Our failure was caused by just the sort of bifurcation found below Lost Brook Tract. We had successfully made our way into the general vicinity of the crash and established a base camp but the next day was mostly consumed by a mistaken ascent of the wrong ridge, divided from the right one at the critical point by a tiny stream flow too small to have cared about. By the time we corrected our mistake and worked our way high enough to be near the wreckage daylight was running out. Given that we were in a very a dense forest a good two miles from our base camp I brilliantly concluded that it was time to give up.

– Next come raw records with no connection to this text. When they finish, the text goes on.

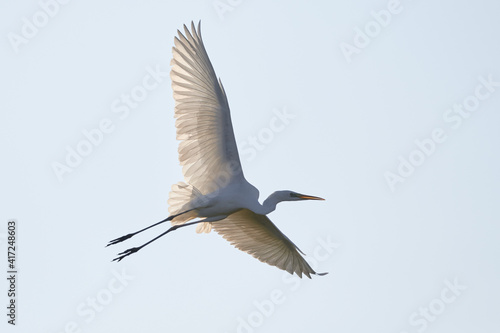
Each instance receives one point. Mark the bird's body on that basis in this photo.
(215, 190)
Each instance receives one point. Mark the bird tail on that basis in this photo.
(182, 203)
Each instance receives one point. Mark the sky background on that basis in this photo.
(410, 236)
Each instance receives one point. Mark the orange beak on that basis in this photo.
(309, 197)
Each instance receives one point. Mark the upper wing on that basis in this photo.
(258, 236)
(207, 151)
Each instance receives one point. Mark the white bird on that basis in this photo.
(216, 190)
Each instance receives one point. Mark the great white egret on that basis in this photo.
(216, 190)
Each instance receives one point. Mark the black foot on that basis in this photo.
(126, 253)
(120, 239)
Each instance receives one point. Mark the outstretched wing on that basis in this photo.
(207, 151)
(258, 236)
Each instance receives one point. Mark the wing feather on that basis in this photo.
(258, 236)
(207, 151)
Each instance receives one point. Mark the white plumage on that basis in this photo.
(215, 189)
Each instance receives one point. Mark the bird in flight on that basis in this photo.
(215, 191)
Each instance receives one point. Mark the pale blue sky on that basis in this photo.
(418, 253)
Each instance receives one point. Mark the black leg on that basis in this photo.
(122, 238)
(135, 249)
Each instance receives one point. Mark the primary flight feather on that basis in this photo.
(215, 190)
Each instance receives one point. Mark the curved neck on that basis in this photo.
(268, 205)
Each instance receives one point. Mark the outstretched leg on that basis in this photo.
(122, 238)
(175, 227)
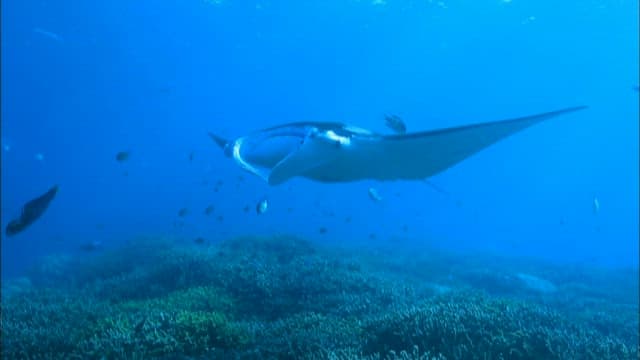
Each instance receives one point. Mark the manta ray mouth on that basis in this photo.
(281, 154)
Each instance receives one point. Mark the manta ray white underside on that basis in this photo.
(335, 152)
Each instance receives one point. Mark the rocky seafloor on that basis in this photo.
(287, 298)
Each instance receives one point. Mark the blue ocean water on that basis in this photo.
(84, 80)
(157, 245)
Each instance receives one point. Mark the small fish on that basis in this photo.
(48, 34)
(374, 195)
(122, 156)
(91, 246)
(395, 123)
(31, 211)
(262, 206)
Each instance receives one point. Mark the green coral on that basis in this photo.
(284, 297)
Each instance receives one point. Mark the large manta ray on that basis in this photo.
(336, 152)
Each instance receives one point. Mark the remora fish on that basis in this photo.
(334, 152)
(395, 123)
(31, 211)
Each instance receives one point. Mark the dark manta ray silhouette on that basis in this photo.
(31, 211)
(336, 152)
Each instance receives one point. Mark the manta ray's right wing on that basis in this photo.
(423, 154)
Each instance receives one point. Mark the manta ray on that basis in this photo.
(332, 152)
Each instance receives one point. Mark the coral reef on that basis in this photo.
(286, 298)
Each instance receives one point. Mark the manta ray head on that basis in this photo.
(280, 153)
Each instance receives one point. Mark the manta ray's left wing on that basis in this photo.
(422, 154)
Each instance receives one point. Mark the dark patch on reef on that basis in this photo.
(287, 298)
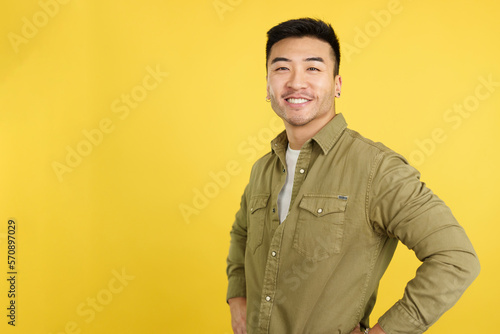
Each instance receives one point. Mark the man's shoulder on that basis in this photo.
(366, 143)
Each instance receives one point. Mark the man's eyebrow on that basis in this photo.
(315, 59)
(277, 59)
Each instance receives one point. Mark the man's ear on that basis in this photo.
(338, 85)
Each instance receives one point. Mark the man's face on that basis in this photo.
(300, 80)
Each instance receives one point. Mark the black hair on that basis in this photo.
(301, 28)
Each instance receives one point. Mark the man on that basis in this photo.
(324, 210)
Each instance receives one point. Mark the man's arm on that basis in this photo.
(236, 291)
(403, 207)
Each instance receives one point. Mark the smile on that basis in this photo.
(296, 101)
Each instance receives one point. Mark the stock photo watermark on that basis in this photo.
(120, 107)
(248, 150)
(88, 309)
(31, 26)
(454, 118)
(223, 6)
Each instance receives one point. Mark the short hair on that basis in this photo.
(304, 27)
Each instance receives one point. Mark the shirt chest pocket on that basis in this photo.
(320, 226)
(256, 221)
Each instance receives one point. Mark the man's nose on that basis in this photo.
(297, 80)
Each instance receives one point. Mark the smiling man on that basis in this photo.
(323, 212)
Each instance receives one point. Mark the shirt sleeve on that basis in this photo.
(401, 206)
(236, 258)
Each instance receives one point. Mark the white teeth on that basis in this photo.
(297, 100)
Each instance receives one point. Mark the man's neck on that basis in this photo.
(298, 135)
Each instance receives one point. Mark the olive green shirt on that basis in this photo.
(352, 201)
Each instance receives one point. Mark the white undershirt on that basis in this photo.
(285, 195)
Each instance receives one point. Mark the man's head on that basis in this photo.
(304, 27)
(302, 73)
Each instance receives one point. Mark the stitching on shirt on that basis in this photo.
(375, 164)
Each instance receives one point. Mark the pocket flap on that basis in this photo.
(320, 205)
(258, 202)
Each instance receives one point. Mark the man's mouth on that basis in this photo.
(296, 101)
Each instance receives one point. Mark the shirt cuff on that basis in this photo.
(398, 321)
(236, 287)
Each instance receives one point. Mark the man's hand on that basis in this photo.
(238, 307)
(375, 330)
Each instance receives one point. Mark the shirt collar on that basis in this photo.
(325, 138)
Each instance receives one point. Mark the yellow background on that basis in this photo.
(120, 209)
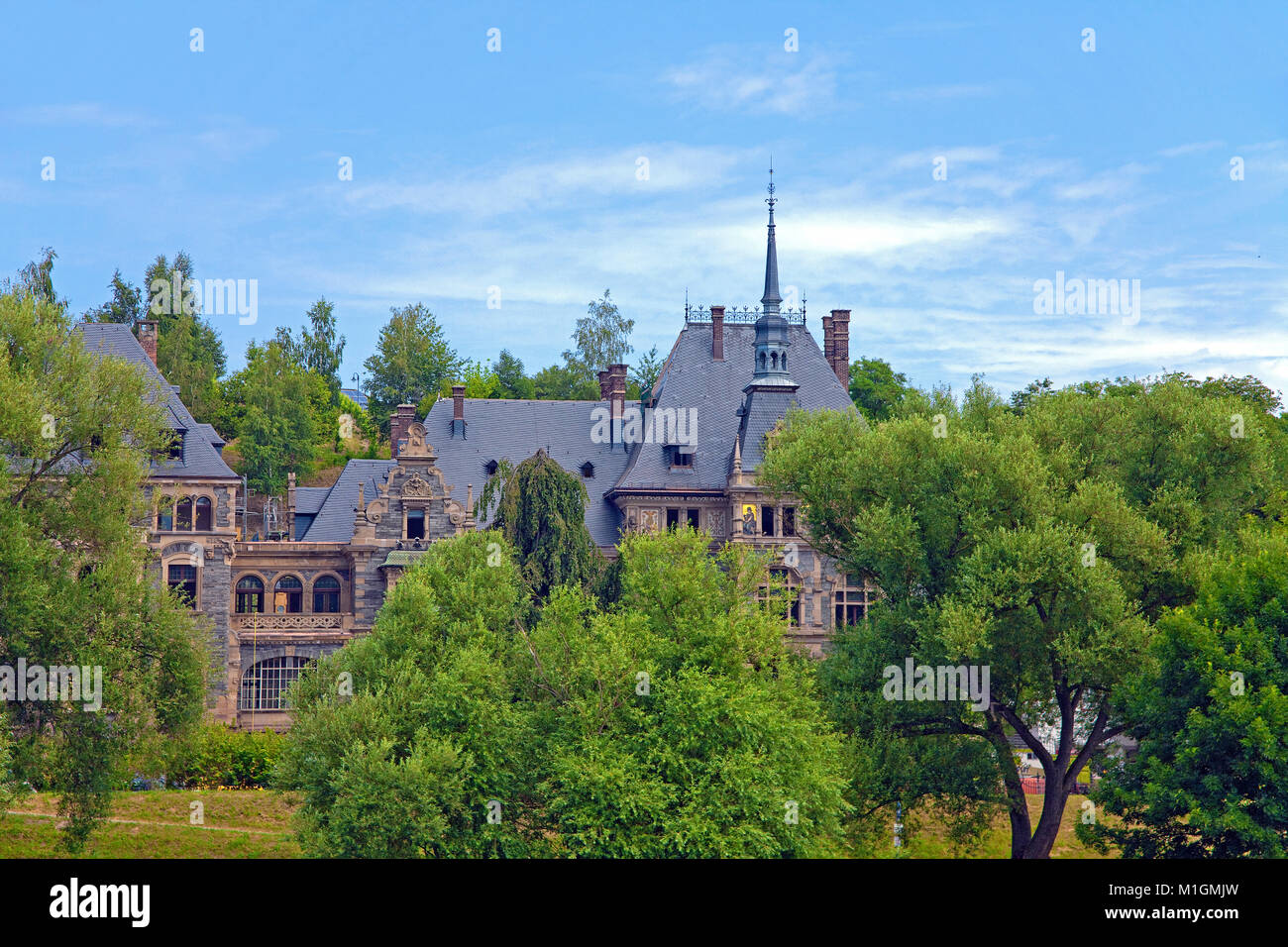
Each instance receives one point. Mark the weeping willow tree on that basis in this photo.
(541, 509)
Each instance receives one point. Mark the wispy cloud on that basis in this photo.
(739, 80)
(86, 114)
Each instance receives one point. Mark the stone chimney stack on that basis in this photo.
(149, 338)
(617, 398)
(840, 351)
(828, 338)
(716, 333)
(398, 424)
(458, 411)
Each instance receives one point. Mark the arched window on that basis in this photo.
(205, 514)
(265, 684)
(782, 591)
(851, 600)
(326, 594)
(250, 595)
(183, 579)
(288, 595)
(165, 513)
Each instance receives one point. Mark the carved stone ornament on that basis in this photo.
(417, 486)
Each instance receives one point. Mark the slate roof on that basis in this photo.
(335, 512)
(201, 444)
(692, 379)
(502, 428)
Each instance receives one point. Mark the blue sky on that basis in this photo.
(518, 169)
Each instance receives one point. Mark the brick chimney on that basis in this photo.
(828, 339)
(617, 398)
(458, 411)
(716, 333)
(398, 424)
(149, 338)
(840, 352)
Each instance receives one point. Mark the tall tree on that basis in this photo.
(76, 431)
(876, 388)
(189, 352)
(320, 348)
(411, 363)
(541, 510)
(511, 380)
(277, 408)
(678, 724)
(601, 339)
(1210, 779)
(125, 307)
(1039, 545)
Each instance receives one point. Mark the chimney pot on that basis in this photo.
(716, 333)
(840, 352)
(147, 331)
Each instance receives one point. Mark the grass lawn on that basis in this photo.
(156, 825)
(254, 823)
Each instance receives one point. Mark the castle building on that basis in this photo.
(687, 454)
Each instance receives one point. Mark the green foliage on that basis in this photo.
(1039, 545)
(411, 363)
(511, 380)
(876, 388)
(1210, 779)
(600, 338)
(125, 307)
(189, 352)
(80, 428)
(541, 510)
(456, 705)
(278, 410)
(213, 755)
(562, 382)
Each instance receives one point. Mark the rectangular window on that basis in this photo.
(183, 579)
(415, 525)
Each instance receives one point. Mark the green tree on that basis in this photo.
(876, 388)
(189, 352)
(411, 363)
(648, 368)
(600, 338)
(561, 382)
(1210, 779)
(125, 307)
(77, 429)
(320, 350)
(278, 410)
(541, 510)
(679, 724)
(1038, 545)
(511, 380)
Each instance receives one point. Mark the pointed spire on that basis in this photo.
(771, 300)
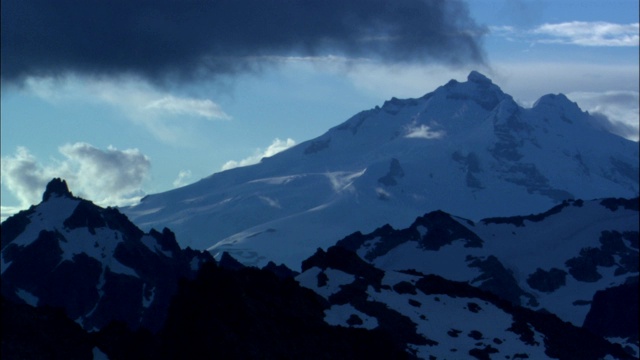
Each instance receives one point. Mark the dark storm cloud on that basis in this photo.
(180, 39)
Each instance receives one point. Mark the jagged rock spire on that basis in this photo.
(56, 186)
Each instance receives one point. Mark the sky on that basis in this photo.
(128, 98)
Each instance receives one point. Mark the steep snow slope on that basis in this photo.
(558, 261)
(466, 148)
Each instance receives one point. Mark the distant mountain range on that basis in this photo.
(466, 148)
(454, 226)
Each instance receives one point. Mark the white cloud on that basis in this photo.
(590, 33)
(423, 132)
(580, 33)
(183, 178)
(276, 146)
(161, 113)
(617, 110)
(107, 177)
(186, 106)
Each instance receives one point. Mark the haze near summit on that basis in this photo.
(156, 95)
(165, 41)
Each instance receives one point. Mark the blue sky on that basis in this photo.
(120, 135)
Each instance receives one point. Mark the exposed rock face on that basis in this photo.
(92, 262)
(418, 309)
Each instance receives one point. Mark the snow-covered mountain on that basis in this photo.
(444, 287)
(94, 263)
(579, 260)
(436, 318)
(466, 148)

I had deployed Amy and our three teenagers in a grid search, each with their own whistle and distinctive signal pattern to make. The kids had been instructed to use their whistles every couple of minutes and be sure they could hear my reply in return. Sure enough the signals of two of them had faded away. I must say that at that moment the imposing feeling of utter wilderness with its attendant risks was quite powerful.

More than a little concerned, I blew the return signal hard enough to cause an aneurism. Thankfully that got everyone back and we made our way down having only the discovery of a stray piece of weathered sheet metal to show for our numerous scratches and bug bites. I came out of our adventure with a new-found respect for the difficulty of counting on any ridgeline to be obvious. But I also came out of it with an increased hunger for the feel of being in the middle of nowhere and not being quite certain where “nowhere” was. Little did I know that in a few years I would be back in related territory, this time as a land owner.

Looking up the ridge toward Lost Brook Tract, I allowed myself to imagine taking the wrong route and having to extricate myself from being completely lost. The remembrance of searching for the C-46 ridge came to me and I relived the feel of it with a sense of pleasure hard to put into words.